Он потрепал рукой свои седые волосы и улыбнулся.

– Тогда постарайся не забывать вот о чем, – сказал он. – Твои изысканные законопроектики теперь будут выглядеть проявлениями войны. Любое принятое тобой решение будет означать насилие и гибель людей.

– Конечно, Роджер. Ты должен понять: граница с риксами не так уж далеко. Для меня – нет.

Роджер нахмурился. Она никому, даже Найлзу, не рассказывала о своем романе с Лаурентом Заем. Все казалось таким кратким, таким внезапным. А для Найлза это случилось более десяти лет назад.

– Один человек, который мне очень дорог, – там, Найлз. На передовой. И когда речь будет идти о жизни далеких, абстрактных людей, я буду вспоминать о нем.

Роджер Найлз прищурился, его высокий лоб от изумления подернулся морщинами. Видимо, могучий разум консультанта пытался понять, кого она имеет в виду. А Оксам порадовалась тому, что ей все еще удавалось хоть что-то сохранить в секрете от главного советника. Так хорошо, что никому ничего не рассказала, и то, что было между ней и Лаурентом, принадлежало только им, им одним.

Сенатор Нара Оксам встала. Призывный звук еще слышался – как отголоски звона гигантского колокола, которые, казалось, не умолкнут никогда. Ей вдруг стало интересно: а не зазвучит ли сигнал громче, если она не откликнется на него.

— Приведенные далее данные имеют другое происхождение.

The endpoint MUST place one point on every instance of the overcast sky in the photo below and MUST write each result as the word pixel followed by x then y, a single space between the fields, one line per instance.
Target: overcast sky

Взгляд Найлза снова стал отрешенным, советник нырнул в поток данных. Оксам точно знала, что после того, как она уйдет, Найлз будет волноваться из-за сказанного ею напоследок и наверняка обшарит обширные кладовые баз данных, чтобы выяснить, кого же она имела в виду. И в конце концов докопается до истины и поймет, что речь шла о Лауренте Зае.

И вдруг у Оксам мелькнула мысль о том, что к тому времени ее любимый может погибнуть.

– Я уношу все твои тревоги с собой, Роджер. Война очень, очень реальна.

– Спасибо, сенатор. Вастхолд верит в вас.